Ano passado, assim que completou 18 anos, Micaela Fernanda Moreira cumpriu o ritual próprio da idade: foi atrás da sua carteira de motorista. Antes porém, resolveu avaliar sua visão. Durante o procedimento, não foi possível captar as medições para determinar as lentes corretivas (óculos).

De volta ao oftalmologista, ficou constatado que ela era portadora de ceratocone, condição em que o tecido transparente na superfície anterior do olho (córnea) se curva
para fora, provocando a baixa acuidade visual.

A doença pode até comprometer de maneira permanente a visão, se não tratada. E foi o que acabou ocorrendo com um dos olhos de Micaela. A saída para salvar o olho que permanece menos alterado é através de um intervenção cirúrgica bastante especializada, cujo custo ultrapassa os 15 mil reais – Informação família/BOS. Para tentar viabilizar o procedimento em Sorocaba, a família da garota apelou para um vaquinha virtual. Foi aí que entrou em cena o Hospital Dia Oftalmológico (HDO), uma clínica especializada em baixa, média e alta complexidade, que sensibilizada com o caso, assumiu o tratamento.

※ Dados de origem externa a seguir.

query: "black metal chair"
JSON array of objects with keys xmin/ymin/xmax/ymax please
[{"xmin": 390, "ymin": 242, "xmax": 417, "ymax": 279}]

“Somos habilitados pelo Ministério da Saúde, desde 2006, para realização do transplante de córnea em Jundiaí”, explica André Vaz, um dos diretores do HDO. Segundo ele, é justamente por essa definição que a instituição pode assumir o caso de Micaela. “É importante ressaltar que temos as condições necessárias para as cirurgias de alta complexidade, como é esse caso”, explicou.

A cirurgia de CrossLink está agendada para o dia 19 de fevereiro, sendo custeada pela instituição, que não tem contrato com a municipalidade para realização, apesar de já estar previsto na SIGTAP SUS.

Tratamento Ceratocone: Hoje é possível tratar o Ceratocone através de lente de contato, CrossLink, Implante de Anel e como última opção o transplante de córnea.

A cirurgia está marcada para esta quarta-feira, dia 19.

BOS se posiciona
O Banco de Olhos de Sorocaba (BOS), principal referência para transplantes de córneas no Brasil, realizando 250 transplantes por mês, sendo 80% deles pelo SUS (Sistema Único de Saúde), esclarece que a paciente Micaela Fernanda Moreira deu entrada na Clínica Popular, ligada ao grupo BOS, em dezembro do ano passado.

“Na ocasião, a equipe médica avaliou o caso e a indicação foi para procedimentos alternativos, sendo eles os tratamentos cirúrgicos de Crosslink e anel intracorneano, em um olho e colocação de lente de contato, no outro, esta não coberta pelo SUS. A paciente não teve indicação médica para transplante, que é o único procedimento autorizado pelo SUS para pacientes fora da região do DRS XVI, de competência do BOS. Os demais procedimentos, para realizar pelo SUS, o paciente deve ser contrarreferenciado à sua região de origem”, diz a nota.